Turn left, past the beautiful 17th century Christmas steps, turn right when you see the Gryphon, Bristol’s only hard rock real ale pub, then walk through central Bristol’s gay quarter, under Park Street (look up for the genuine “man climbing out of the window” Banksy) and toward the Three Tuns. You’ve probably had an Arbor Ales recently, and loved it. Well get excited for one of their two tap houses.
8) The Three Tuns
78 Saint George’s Road Bristol, Avon BS1 5UR
0117 907 0689
The Three Tuns sells Arbor Ales beers before anyone else sells them. It also sells a load of other awesome beers such as Steel City, Harbour and Art Brew. It has roast beef monster munch behind the bar and free wi-fi. If you need any more compelling information you’re dead to me.

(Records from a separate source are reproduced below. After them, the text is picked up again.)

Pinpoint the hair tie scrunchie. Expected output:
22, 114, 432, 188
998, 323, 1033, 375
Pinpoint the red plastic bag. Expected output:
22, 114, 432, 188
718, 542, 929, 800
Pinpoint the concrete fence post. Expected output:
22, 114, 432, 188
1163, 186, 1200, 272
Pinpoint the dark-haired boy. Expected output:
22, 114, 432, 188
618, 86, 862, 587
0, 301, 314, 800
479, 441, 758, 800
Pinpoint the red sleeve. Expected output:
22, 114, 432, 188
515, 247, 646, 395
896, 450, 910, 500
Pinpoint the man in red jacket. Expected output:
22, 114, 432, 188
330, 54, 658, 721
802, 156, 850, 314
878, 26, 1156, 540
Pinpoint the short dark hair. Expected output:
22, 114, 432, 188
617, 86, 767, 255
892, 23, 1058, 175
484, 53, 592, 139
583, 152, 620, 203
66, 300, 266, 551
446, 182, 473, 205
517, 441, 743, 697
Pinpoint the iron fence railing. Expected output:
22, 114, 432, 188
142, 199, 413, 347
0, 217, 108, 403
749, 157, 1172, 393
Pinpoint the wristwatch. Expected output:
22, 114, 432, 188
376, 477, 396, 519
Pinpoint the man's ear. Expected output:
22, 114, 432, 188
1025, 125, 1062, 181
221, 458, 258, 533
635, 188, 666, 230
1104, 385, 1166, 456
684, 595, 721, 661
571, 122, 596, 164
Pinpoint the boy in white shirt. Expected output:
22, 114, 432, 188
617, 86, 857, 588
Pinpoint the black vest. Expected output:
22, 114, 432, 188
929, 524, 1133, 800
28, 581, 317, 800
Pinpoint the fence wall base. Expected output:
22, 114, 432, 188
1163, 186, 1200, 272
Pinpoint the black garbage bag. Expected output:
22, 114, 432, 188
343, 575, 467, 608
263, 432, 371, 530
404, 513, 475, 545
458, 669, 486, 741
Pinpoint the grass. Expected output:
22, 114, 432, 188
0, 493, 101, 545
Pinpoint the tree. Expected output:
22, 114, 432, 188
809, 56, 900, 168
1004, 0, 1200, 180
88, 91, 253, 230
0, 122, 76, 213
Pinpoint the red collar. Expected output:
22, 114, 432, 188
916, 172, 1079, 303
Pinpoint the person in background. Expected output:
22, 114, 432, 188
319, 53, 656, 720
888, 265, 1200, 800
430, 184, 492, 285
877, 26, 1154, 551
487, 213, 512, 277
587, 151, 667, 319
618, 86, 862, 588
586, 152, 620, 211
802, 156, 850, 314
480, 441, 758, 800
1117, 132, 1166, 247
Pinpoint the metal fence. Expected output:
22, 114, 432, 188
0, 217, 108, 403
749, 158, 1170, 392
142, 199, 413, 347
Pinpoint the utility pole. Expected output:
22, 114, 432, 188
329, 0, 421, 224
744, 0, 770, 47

Turn left, walk past Bristol City College then look down to the water front and marvel at the shitty mess Crest Nicholson have made of the harbourside development. Look over the water and spy the SS Great Britain, Brunel’s majestic ship, the first iron steamer to cross the Atlantic (and bus a few convicts over to Aussieland). Stop at the roundabout and veer to the right slightly, stopping at the Bag of Nails.
9) The Bag of Nails
If you know Bristol pubs, you’ll know Luke. He’s worked in just about every single one in the last 10 years, and not shaved his goatee during that time. I challenge you to find a barman that pours a bottle of unfiltered German beer with more care (I’ve seen him waste entire bottles because they weren’t “quite right”). Luke is a Real Ale purist. You won’t find any craft keg on at the Nails. But you will find modern local breweries showcased and regular beer festivals. Just don’t, whatever you do, mention BrewDog. You won’t like Luke when he talks about BrewDog (or more likely, he won’t like you).

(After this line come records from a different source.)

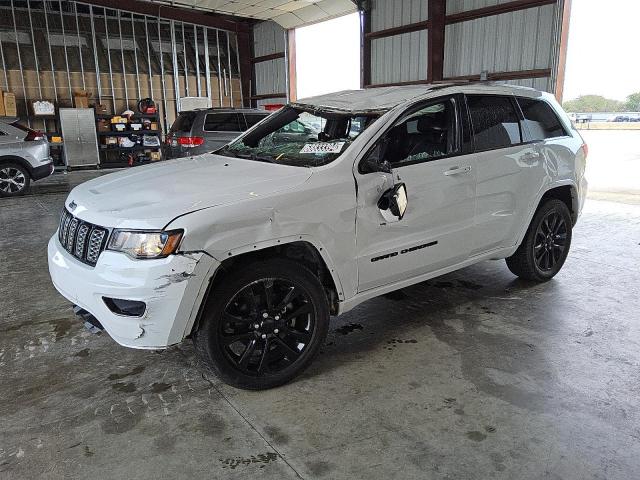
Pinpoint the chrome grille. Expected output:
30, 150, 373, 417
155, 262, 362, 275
58, 208, 109, 266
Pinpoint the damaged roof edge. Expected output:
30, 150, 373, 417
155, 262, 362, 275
291, 82, 544, 115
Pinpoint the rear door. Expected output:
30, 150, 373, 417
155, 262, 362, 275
466, 95, 544, 255
356, 92, 476, 291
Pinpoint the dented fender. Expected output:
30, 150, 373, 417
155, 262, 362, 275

So we’re nearly there. You’re probably completely leathered by now, but hold it together for one last stop off. I’ve mentioned Bristol’s maritime history more than once already and the last pub is about as fitting as I could plan. Walk out of the nails, over the road, bear left and walk along the river with the water on your left. Stop at the next boat that has a massive “Grain Barge” and “Bristol Beer Factory” painted on the side.
10) The Grain Barge
We’ve been to the Arbor tap, now it’s time for Bristol Beer Factory’s finest. The Grain Barge actually used to be a grain barge (funny that). It was built in the 1930s with no engine so that it could be towed across the Seven Estuary with its delicious cargo of barley and wheat. Up until a few years ago it was a bizarre 1970s style restaurant but was rescued by BBF and is now an eco, design, arty, muso beer sanctum. If you’ve not picked up enough beer and snack calories on the way then the food is top notch and if it’s not dark and freezing, the top deck offers just about the best sun trap in Bristol. If your liver can take it, drink Southville Hop, officially the UK’s best strong bottled beer.

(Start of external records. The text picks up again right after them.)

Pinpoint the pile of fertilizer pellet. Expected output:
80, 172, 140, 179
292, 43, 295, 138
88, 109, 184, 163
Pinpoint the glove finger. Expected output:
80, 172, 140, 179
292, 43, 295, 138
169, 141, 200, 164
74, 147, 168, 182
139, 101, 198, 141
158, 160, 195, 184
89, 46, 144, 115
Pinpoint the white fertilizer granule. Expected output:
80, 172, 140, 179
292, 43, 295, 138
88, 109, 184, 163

Climb back down the gang plank without going for a swim, turn left and walk about 10m to the Bristol Ferry stop. There is, of course, no better way to experience Bristol’s waterways than by boat. Look down stream and you’ll catch a glimpse of Brunel’s breathtaking suspension bridge, look up to the left and see Cliftonwood’s multicoloured terraces, look to the right and see Bristol ship yards, unchanged for decades. The ferry takes you back to Bristol’s floating harbour. Jump off and walk the 10 minutes back to Temple Meads (past a couple more boozers on the way) or jump on another ferry that takes you right back to the station.
These are not necessarily the best pubs in Bristol but this is, without doubt, probably one of the better than average pub crawls you could attempt. I hope you enjoy it and please let me know how you get on.